13 numaralı koltuk da yoktu uğursuz diye. Bülent Ersoy'la da görüşmüşler bu konuda. O da 'Oraya zaten oturmam ben başka yere otururum' demiş ya...
Çimlerin üzerinde iniş pistine yakın yerde kollarımızı açıp uçarcasına ardımızdan gelen uçaklarla poz verirken çok eğleniyoruz. Çok geçmiyor ki güvenlik görevlisi uyarıyor; 'Yassak kardeşim' Yani caddede resim çektirmek yasak. O arada son sorumu kulağına fısıldamaktan çekinmiyorum.
-Yine o kontuarın arkasına geçer miydin?
Ben kişiye özel hizmet yaparken o teşekkürü çok güzel alıyordum. Bugün o nezakette adamın VIP'e geleceğini sanmam. Kadına kadın gibi bile bakmıyorlar. Başbakan, Güler Kömürcü'ye 'Vücut dilinizi çok iyi kullanıyorsunuz' demişti ve bana da 'Çok havalısın sen...'
Artık kabin memurları sanki hizmetçi olarak görülüyor. Bilmiyorlar ki uçaktaki silahtan manifestoya, yangın çıksa ya da acil inişe geçilse tahliyeye, hatta temizlik ve bakıma, bavul taşımaya dek hamal gibi her şeyden sorumlu arkadaşlarımız. Yerde ise pek eleman kalmadı. Ben bir gün bu ülkede herkesin hakları için sahaya ineceğine inanıyorum. Umarım Hava-İş, bunu başarır. Başkan Atilay Ayçin'e hep güvenmişimdir. Bak, o eylemde hava ulaşımında hiçbir aksama yaşanmasına fırsat vermedi ekipler; bavullarıyla geldi, çocuklarıyla geldi eyleme insanlar. Kocasından izinsiz gelen pilot eşleri de vardı. Ve unutma seni tüm ekipler çok seviyor, ancak kaygılanıyorum da senin için. Hani bir de kara listeye alınırsan Anadolu Jet'e bile muhtaç kalırsın.

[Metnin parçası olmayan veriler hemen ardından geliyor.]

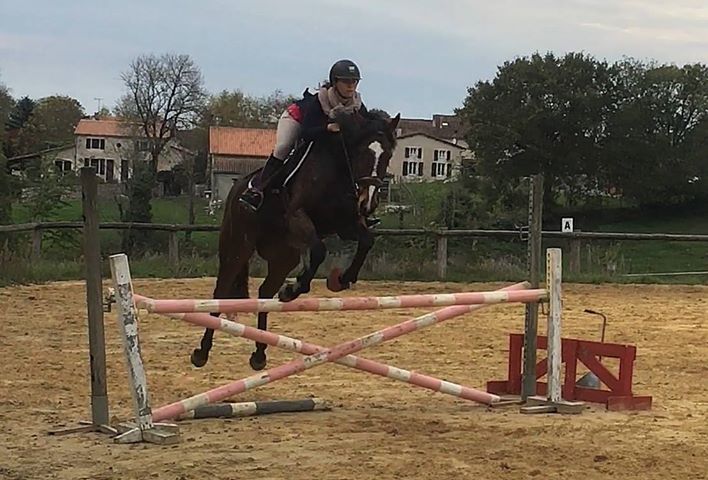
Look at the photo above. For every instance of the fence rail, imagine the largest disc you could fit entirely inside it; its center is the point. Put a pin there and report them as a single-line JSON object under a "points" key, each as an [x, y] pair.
{"points": [[441, 235]]}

Uçaklar birbiri ardına üzerimizden teğet geçerek eski Cumhuriyet Pisti'ne iniş yaparken rüzgarında adeta yarına kanat açıyoruz. Sevgi'nin sevgisi içimi bir kez daha ısıtıyor
Peki ya bir sonraki diyorum...
'9 Haziran'da Beyoğlu'nda 'Teras 6'da yemeğimiz var. Tüm uçuş ekiplerinin... Gelsene sen de. 'Havacılık bir 'cılık' meslektir' der adını vermeyeceğim önemli bir amirim. Bak zaten ilk geldiklerinde imza attılar apronda, deve kesip mesajı verdiler. 'Ben keserim' dediler. Ama laik, demokratik, sosyal devletine inanan çalışan ve emek veren herkes hakkını söke söke alır.